Sensors are central to the approach, explains Professor Nixon, whose work is funded by Science Foundation Ireland. For example, he and Dr Lorcan Coyle are using location sensors to get kids exercising while playing computer games. To play Tetris, the child wears a credit-card sized sensor on a necklace or in a pocket to track their movements, allowing them to reach up and ‘move’ bricks on the screen.

The fun and games also provide a test bed to develop the technology for other causes, including helping people with partial memory loss. The team has now developed a prototype hand-held device that glows to direct a person towards their home. Taken straight from an Isaac Asimov book, the “glow tag” uses sensors to get location co-ordinates, works out a route home and then glows in the appropriate direction. It’s a simple idea but requires some tricky programming, notes Nixon, who works on the project with Dr Simon Dobson.

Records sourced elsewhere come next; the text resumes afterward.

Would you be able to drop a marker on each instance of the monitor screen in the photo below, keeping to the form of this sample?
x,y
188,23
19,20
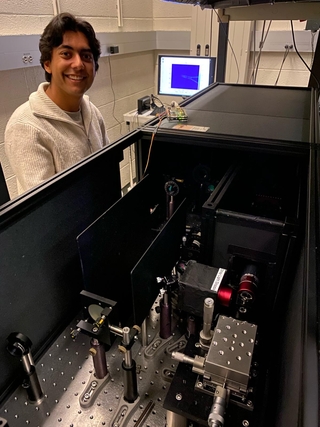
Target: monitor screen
x,y
184,75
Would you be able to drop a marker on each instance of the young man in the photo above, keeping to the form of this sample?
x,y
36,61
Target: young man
x,y
58,126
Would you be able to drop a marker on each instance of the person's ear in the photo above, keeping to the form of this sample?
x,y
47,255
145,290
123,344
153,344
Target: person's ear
x,y
47,66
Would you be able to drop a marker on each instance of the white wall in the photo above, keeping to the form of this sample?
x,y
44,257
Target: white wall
x,y
294,72
121,79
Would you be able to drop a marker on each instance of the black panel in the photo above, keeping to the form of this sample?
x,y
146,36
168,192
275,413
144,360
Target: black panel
x,y
4,194
39,263
158,261
113,244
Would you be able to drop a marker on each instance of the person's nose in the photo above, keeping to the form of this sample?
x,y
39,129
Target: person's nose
x,y
77,62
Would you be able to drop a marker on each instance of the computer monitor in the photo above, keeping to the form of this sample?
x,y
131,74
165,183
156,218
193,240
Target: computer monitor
x,y
184,75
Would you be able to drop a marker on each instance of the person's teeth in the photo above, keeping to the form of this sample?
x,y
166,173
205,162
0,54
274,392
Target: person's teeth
x,y
76,77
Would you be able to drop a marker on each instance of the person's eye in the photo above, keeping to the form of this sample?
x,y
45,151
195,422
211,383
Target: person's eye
x,y
87,57
65,54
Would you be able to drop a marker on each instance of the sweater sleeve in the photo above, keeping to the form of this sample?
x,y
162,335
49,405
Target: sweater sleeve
x,y
28,154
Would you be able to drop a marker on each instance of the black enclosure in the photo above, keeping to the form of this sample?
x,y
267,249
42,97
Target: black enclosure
x,y
238,185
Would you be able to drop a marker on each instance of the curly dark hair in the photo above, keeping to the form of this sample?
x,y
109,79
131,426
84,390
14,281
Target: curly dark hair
x,y
52,36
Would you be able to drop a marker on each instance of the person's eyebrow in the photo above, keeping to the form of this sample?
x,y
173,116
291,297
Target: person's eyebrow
x,y
66,46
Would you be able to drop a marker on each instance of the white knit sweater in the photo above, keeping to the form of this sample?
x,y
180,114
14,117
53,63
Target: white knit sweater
x,y
42,140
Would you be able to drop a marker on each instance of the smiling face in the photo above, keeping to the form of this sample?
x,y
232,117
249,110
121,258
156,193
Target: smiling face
x,y
72,70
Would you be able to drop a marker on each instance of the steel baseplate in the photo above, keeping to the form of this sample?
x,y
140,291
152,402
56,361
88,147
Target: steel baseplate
x,y
66,371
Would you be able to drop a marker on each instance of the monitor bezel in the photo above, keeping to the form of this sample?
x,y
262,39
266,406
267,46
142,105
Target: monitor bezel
x,y
211,59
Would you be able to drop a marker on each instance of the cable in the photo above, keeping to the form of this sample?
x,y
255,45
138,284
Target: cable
x,y
295,48
235,58
261,45
114,96
286,53
151,143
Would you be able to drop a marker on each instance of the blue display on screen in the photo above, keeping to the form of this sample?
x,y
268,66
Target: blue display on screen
x,y
185,76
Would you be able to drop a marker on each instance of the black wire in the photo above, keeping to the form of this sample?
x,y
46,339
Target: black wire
x,y
286,53
114,97
295,48
261,45
235,58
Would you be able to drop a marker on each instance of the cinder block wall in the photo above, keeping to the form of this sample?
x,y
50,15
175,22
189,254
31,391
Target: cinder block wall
x,y
121,79
294,71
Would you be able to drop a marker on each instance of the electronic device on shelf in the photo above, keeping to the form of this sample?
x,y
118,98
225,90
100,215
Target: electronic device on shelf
x,y
184,75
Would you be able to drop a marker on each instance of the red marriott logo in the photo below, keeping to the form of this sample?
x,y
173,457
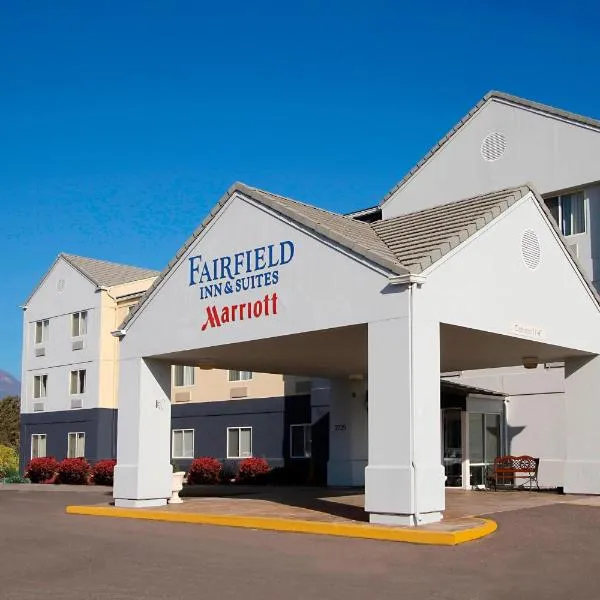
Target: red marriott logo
x,y
215,317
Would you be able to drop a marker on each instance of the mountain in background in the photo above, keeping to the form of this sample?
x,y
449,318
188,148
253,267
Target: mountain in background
x,y
9,386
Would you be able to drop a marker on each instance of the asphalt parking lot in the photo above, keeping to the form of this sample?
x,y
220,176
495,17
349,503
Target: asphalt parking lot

Another clever application is a prototype glove that can read tiny radio-frequency ID tags placed in everyday objects such as cups and teapots. The glove is programmed to recognise when someone with Alzheimer’s disease is performing a stepwise task, such as making a cup of tea, and prompt them if they need it. “You could eventually put the technology into something as convenient as a watchstrap,” notes Professor Nixon. The AIC is currently leading an international ‘open source’ project to build up the software needed for these types of applications, and they are also looking to embed the concept into mobile phones, says Professor Nixon.